The fact is that we must be very careful that if we get a restructured CCA up and running we may accomplish nothing or very little. The simple fact is no matter how well CCA manages to fund itself we may find that in the efforts to get finance the whole structure may be compromised and grass fed producers may even be worse off than the with present structure that we find so unsatisfactory.
MLA is bound by a memorandum of understanding (MOU).
Signatories to the MOU include:
- The Australian government – contribute matching R&D funds.
- Cattle Council of Australia (CCA) – representing grass fed cattle producers who pay $67 million into MLA (black hole without any say)
- Sheepmeat Council of Australia (SCA) – $36 million levy.

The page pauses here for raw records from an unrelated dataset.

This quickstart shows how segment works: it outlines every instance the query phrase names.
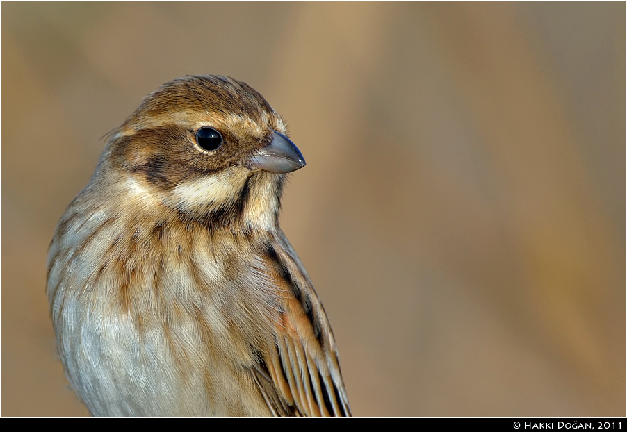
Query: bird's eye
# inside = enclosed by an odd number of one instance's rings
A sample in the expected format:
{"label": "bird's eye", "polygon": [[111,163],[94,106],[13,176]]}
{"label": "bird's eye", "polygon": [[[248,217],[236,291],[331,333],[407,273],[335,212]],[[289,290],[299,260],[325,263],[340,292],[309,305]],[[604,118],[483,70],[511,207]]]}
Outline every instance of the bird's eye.
{"label": "bird's eye", "polygon": [[200,128],[196,133],[196,142],[201,149],[213,151],[222,145],[222,139],[220,132],[211,128]]}

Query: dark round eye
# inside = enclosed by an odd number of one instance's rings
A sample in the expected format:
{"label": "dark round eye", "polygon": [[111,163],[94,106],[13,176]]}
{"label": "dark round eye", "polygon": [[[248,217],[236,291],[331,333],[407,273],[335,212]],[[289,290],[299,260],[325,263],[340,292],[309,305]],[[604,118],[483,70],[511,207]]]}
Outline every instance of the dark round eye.
{"label": "dark round eye", "polygon": [[196,142],[201,149],[212,151],[222,145],[222,135],[215,129],[200,128],[196,133]]}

- Australian Lot Feeders Association (ALFA) – $10.5 million levy.
- Australian Meat Industry Council (AMIC) – NIL.
- Australian Live Exporters Council (ALEC) – NIL.
- Meat Livestock Australia Ltd (MLA) – so-called service organisation.

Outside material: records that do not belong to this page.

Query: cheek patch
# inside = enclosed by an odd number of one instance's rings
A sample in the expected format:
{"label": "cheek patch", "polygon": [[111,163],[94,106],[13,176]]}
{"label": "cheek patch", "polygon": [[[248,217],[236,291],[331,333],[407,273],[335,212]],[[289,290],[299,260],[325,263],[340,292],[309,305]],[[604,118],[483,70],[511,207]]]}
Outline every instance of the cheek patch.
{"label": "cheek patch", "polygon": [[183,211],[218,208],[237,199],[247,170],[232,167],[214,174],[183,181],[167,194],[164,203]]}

- Australian Meat Processor Corporation (AMPC) – makes contribution of $12 million towards MLA with full control of contributions.
- Australian Livestock Export Corporation Ltd (Live Corp) – contribution to MLA $2.4 million with full control over contributions.
To be recognised as a peak Council an organisation must clearly demonstrate that it represents coverage of an industry sector on a national basis, and satisfies the Minister who is reviewing objectives that are in the interests of the sector as a whole and membership is open to the sector as a whole.
CCA, until recent times, membership has not been available to non SFO members, surely was not in the spirit of the MOU (legal)?
In recent years grass fed producers have sought greater ownership of their industry. CCA say they heard this and that opened up their membership to independent members. The fact is any grass fed producer can join up to CCA providing they pay a hundred dollar membership or they are a member of a state farming organisation e.g. AGFORCE which is free. It seems to me that if someone joins and pays their membership and they are not a member of their state farming organisation they may face an uphill battle if they put up for the CCA board. The simple fact is that someone put up against an SFO member, the SFO person would potentially have 99.9% of the voting pool. Democratic? Legal? I wonder?
The other big concern is the relationship between MLA as a service provider and CCA as a peak Council. Over recent years CCA have entered into service agreements with MLA. It has been pointed out that although MLA is obliged to consult with CCA, they have no obligation to take any notice of CCA’s concerns or directions. CCA itself raised concerns that the level of consultation with MLA was just that, only a consultation. CCA told the Senate that MLA should not only be required to consult but also receive approval from organisation representatives of levy payers before they can act. Many people giving evidence at the Senate enquiry raised concerns about CCA’s independence in light of its reliance on MLA funding. CCA rely on payments from MLA in order to operate. How can CCA possibly provide effective oversight? The fact is there is an obvious conflict of interest that greatly exacerbates the already uneven playing field that CCA occupies. CCA stated that the use of service agreements has allowed it to be more responsive to the demand of the industry??? In a previous submission CCA argued that by improving its financial capacity through service agreements that this improved its ability to scrutinise MLA. However, later CCA said that they recognise service agreements are a stopgap measure and not the most appropriate way of funding CCA. Cattle Council also acknowledged that service agreements have been inhibitive as CCA cannot work with complete autonomy and flexibility.
I for one have great concerns that the Minister may simply dismiss the thrust of the seven recommendations made by the Senate Inquiry. The Minister even went on to say that if producers got their funds it would destabilise the MLA. Who could disagree? However, who gets the most benefit of the MLA? I for one would argue that the people paying the least are getting the most benefit and the most say. Supermarkets don’t pay towards MLA and processors refuse to pay towards marketing, this leaves the grass fed producers to pick up the tab, whilst others prosper from their stat. levy.